Securitynews.co.id, PALEMBANG- Praktik lelang agunan aset perbankan kembali menjadi sorotan publik. Kali ini, kasus mencuat di Palembang, Sumatera Selatan, menyusul dugaan lelang tertutup atas aset milik debitur bank pelat merah.
Konflik ini menyeret sejumlah pihak ke ranah hukum dan memunculkan pertanyaan besar tentang transparansi serta akuntabilitas lembaga keuangan?
Ketua Umum Lintas Aktivis Antar Generasi Indonesia (LAAGI), Sukma Hidayat, SE, menegaskan bahwa praktik lelang agunan tanpa pemberitahuan resmi kepada pemilik merupakan pelanggaran hukum serius yang dapat dikenai sanksi pidana. “Bank tidak bisa melelang rumah atau kendaraan debitur secara diam-diam. Tanpa pemberitahuan resmi dan mekanisme yang sah, itu melanggar hukum,” tegas Sukma kepada wartawan, Rabu (7/5/2025).
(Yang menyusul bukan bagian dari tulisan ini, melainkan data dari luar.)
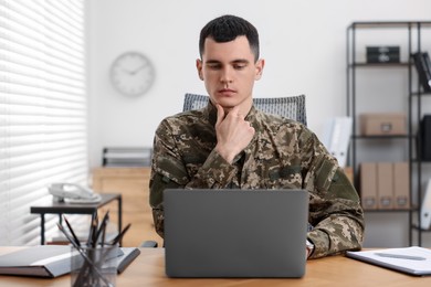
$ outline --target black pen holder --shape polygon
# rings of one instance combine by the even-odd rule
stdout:
[[[72,287],[114,287],[117,276],[117,245],[72,247]]]

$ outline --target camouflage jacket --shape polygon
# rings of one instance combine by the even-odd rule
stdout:
[[[245,118],[256,130],[249,146],[229,164],[216,150],[217,109],[209,104],[164,119],[156,130],[150,205],[164,237],[162,191],[193,189],[306,189],[307,238],[312,258],[359,249],[364,212],[355,188],[317,137],[304,125],[256,110]]]

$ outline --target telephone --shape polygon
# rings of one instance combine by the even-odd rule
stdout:
[[[102,200],[101,194],[76,183],[52,183],[48,190],[53,195],[54,202],[98,203]]]

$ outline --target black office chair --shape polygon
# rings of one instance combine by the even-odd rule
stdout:
[[[198,94],[186,94],[182,111],[200,109],[208,105],[209,97]],[[253,98],[256,109],[267,114],[283,116],[307,125],[305,95],[291,97]],[[155,241],[145,241],[140,247],[157,247]]]
[[[208,96],[197,94],[186,94],[183,111],[200,109],[207,106]],[[278,115],[290,119],[294,119],[307,125],[305,95],[291,97],[270,97],[270,98],[253,98],[253,104],[256,109],[267,114]]]

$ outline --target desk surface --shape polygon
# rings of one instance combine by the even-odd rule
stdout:
[[[50,202],[43,205],[30,206],[30,213],[83,213],[91,214],[97,211],[103,205],[120,200],[122,194],[101,194],[102,200],[97,203],[66,203],[66,202]]]
[[[17,247],[0,247],[0,254]],[[308,261],[301,279],[171,279],[165,275],[162,248],[141,248],[140,255],[117,276],[117,287],[133,286],[431,286],[430,277],[414,277],[344,256]],[[0,287],[70,286],[70,276],[55,279],[0,276]]]

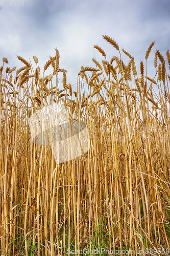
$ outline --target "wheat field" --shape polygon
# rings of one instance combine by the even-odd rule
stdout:
[[[42,71],[36,56],[35,69],[18,56],[23,67],[16,71],[3,59],[1,255],[170,250],[170,54],[167,50],[165,58],[155,50],[151,78],[147,60],[154,41],[137,74],[133,56],[103,36],[117,56],[109,61],[94,46],[102,60],[81,67],[75,91],[59,67],[57,49]],[[90,146],[81,157],[56,164],[50,145],[32,140],[29,118],[59,100],[70,121],[86,122]]]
Ia merujuk pada UU 4/1996 tentang Hak Tanggungan, khususnya Pasal 6 yang mengatur bahwa kreditur berhak menjual objek jaminan melalui Kantor Pelayanan Kekayaan Negara dan Lelang (KPKNL) jika debitur wanprestasi. Namun, proses itu wajib didahului somasi dan pengumuman resmi melalui kanal yang dapat diakses publik. “Tanpa somasi tiga kali dan pengumuman terbuka, proses lelang bisa dianggap cacat hukum. Jika agunan dijual diam-diam atau menggunakan dokumen palsu, pelakunya dapat dijerat Pasal 372 KUHP tentang penggelapan, Pasal 385 KUHP tentang penipuan hak milik, serta Pasal 55 KUHP jika dilakukan secara bersama-sama,” papar Sukma.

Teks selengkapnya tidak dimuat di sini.